A new book is on sale at WTS Books titled Is God Anti-Gay?: And Other Questions about Homosexuality, the Bible and Same Sex Attraction. (Questions Christians Ask) Allberry, Sam 9781908762313 

Has anyone had a chance to take a look at it? Also, would there be any other resources you might recommend on how to understand and minister to those engaging or struggling with homosexual attractions? Lastly, any resources on a positive view of Biblical sexual morality?

Thanks!


----------



## JML (Jul 30, 2013)

bccrawf said:


> Also, would there be any other resources you might recommend on how to understand and minister to those engaging or struggling with homosexual attractions?



The Gospel & Sexual Orientation

I would recommend this book from the RPCNA.


----------



## BrettLemke (Jul 30, 2013)

I've been meaning to pick up is 'God Anti-gay?' I also give my thumbs up for 'The Gospel and Sexual Orientation' from the RPCNA, that is a very good little book, and very pastoral in its intent and manner. 

I would also recommend the late Dr. Bahnsen's book: 'Homosexuality: A Biblical View'. A lot of the references in 'Gospel and Sexual Orientation' come from this work by Bahnsen. It is an extended and comprehensive exegetical book covering everything from sexual orientation to practice and the societal impact of the promulgation of the sexual revolution during the last hundred years. His Theonomy does play a part in the final chapter 'Homosexual Acts as Criminal' but it is a worthy discussion and the implications and duties of our civil magistrates in maintaining God's created social order ought to be wisely considered. It wasn't that long ago that sodomy laws were present in England and America, though we have abandoned them in order to go after the gods of sex and self in these last days. I have profited very much from these two books.

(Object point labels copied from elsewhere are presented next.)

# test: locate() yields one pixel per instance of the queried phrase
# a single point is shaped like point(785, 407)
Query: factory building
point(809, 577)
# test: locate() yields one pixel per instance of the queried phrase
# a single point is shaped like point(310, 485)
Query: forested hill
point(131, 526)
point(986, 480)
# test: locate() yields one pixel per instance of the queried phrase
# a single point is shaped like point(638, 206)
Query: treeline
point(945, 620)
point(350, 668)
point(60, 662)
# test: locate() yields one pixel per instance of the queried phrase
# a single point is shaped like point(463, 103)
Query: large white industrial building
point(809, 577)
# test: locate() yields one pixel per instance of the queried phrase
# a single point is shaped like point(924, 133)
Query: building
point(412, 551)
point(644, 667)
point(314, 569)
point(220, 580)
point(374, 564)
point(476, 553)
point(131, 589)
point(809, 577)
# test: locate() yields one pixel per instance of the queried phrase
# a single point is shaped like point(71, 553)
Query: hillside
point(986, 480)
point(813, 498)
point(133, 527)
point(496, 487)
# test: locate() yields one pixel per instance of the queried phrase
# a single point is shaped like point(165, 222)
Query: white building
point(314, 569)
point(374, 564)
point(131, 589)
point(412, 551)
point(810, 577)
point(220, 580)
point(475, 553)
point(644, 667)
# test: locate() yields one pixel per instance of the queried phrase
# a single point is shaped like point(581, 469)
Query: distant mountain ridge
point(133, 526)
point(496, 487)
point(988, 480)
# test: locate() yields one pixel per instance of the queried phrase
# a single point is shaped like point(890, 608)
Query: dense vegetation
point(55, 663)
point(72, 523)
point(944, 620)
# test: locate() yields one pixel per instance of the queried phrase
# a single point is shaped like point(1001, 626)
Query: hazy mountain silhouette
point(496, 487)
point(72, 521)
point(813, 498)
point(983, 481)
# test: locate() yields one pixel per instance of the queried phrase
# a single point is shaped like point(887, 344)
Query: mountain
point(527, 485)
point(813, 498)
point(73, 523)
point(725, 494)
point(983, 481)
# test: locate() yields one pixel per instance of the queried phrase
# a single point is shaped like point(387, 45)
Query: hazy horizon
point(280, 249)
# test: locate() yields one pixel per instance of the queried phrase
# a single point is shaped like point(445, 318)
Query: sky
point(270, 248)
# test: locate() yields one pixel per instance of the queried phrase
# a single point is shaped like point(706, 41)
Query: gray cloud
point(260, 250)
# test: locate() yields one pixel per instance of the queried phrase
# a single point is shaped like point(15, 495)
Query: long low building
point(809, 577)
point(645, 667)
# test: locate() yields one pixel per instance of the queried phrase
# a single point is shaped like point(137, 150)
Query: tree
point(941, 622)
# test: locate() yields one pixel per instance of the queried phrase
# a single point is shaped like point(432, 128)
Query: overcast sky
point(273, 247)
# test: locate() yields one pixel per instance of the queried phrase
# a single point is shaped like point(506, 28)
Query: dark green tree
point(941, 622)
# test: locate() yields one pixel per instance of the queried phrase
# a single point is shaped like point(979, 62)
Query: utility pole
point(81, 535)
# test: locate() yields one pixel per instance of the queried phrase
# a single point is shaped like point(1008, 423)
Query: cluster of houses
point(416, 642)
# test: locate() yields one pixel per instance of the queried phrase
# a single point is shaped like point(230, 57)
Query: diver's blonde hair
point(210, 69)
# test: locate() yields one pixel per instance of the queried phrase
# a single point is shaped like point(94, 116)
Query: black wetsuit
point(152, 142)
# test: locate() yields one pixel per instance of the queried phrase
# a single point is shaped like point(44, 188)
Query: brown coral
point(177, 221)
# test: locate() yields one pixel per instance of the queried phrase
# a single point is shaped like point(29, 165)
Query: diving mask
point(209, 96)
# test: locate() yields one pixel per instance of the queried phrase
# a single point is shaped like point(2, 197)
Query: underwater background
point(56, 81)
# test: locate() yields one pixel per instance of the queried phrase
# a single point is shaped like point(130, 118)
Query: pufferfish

I hope these suggestions are helpful for your study!


----------



## ZackF (Aug 12, 2013)

While not a book on homosexuality specifically, Rosario Butterfield's conversion memoir could not hurt any Christian's research into the subject. Its a wonderful testimony including the utter upheaval, even devastation that a conversion can have on a life. This case involved a highly visible and accomplished person.


----------



## Pastork (Aug 13, 2013)

I would recommend two books:

1) The Same sex Controversy by James White & Jeff Niell

2) The Bible and Homosexual Practice: Texts and Hermeneutics by Robert Gagnon


----------



## Reformed Reaction (Aug 13, 2013)

Doug Wilson's theology aside, this was a pretty good debate on the subject: Andrew Sullivan & Douglas Wilson: Is Civil Marriage for Gay Couples Good for Society? - YouTube


----------



## GloriousBoaz (Aug 13, 2013)

James White with alpha and omega ministries said that the best book out there right now is "A queer thing happened to America" by dr. michael L. brown, and i have watched Brown debate someone on this subject and he was fantastic, not only did he win but his demeanor and candor was impeccable.


----------